Why? Researchers determined that leaving some of the equipment behind would make it easier for astronauts to return home. But, unfortunately, this meant leaving behind LOTS of trash. According to reports, over 70 vehicles have been left all over the Moon due to probes crashing into the surface, which has been a routine part of the end of uncrewed missions.
It is no different from anywhere else we go, to be honest.
While we have made incredible progress in exploring the surface of the red planet in recent years, with many international missions successfully landing on the surface, we have accumulated tons and tons of space trash.
Insight looks back at Trash on Mars
Although it is spectacular to see a helicopter made on Earth fly on Mars, rotate its camera, and snap photographs of the landing site of the Perseverance Rover, it leaves us with a lot to think about. There have been ten successful soft landings on Mars by robotic, uncrewed spacecraft. The next step in the near future is to have astronauts set foot on the surface of the red planet.
Just as with the Moon landings, inevitably, we will leave behind trash. Rockets, satellites, defunct rovers. All these devices will accumulate throughout the years.
In addition to the numerous trash scattered across the surface of the Moon, the surface of Mars, and Venus, we must not forget that there is also a good deal of space trash orbiting the earth and floating in space.

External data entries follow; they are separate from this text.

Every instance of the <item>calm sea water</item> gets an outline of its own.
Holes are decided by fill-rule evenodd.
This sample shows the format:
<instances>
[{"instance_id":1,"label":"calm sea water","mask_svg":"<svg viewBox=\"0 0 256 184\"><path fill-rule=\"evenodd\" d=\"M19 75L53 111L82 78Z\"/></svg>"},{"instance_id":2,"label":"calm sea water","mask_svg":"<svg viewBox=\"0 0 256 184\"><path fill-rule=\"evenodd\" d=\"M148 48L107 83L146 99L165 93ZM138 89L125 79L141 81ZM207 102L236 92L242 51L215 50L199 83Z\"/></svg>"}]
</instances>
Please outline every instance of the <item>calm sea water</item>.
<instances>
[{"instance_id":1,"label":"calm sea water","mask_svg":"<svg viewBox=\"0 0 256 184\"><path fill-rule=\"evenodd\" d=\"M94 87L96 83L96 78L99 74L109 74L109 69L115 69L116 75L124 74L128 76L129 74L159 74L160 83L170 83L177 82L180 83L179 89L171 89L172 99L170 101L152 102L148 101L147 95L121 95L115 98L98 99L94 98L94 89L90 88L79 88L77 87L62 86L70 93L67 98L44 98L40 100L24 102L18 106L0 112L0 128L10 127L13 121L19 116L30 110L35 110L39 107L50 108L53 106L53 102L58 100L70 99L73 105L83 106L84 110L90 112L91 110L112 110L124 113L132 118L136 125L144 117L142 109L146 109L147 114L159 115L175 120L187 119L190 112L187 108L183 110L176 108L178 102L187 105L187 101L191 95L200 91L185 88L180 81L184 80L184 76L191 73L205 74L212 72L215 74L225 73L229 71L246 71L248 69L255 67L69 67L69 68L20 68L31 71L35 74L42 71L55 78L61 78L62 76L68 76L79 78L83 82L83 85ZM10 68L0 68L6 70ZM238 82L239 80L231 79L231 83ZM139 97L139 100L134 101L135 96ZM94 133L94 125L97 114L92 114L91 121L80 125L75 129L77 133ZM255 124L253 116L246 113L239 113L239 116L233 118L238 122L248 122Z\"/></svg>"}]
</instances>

Thousands of tons of trash in outer space is a huge issue, one we are simply not dealing with the way we should.
When exploring the solar system, we should care more about the mark we leave behind. It is our responsibility to clean up our mess and develop more environmentally friendly ways of exploring the solar system and protecting alien worlds from the contamination that humans have, regrettably, gotten very used to.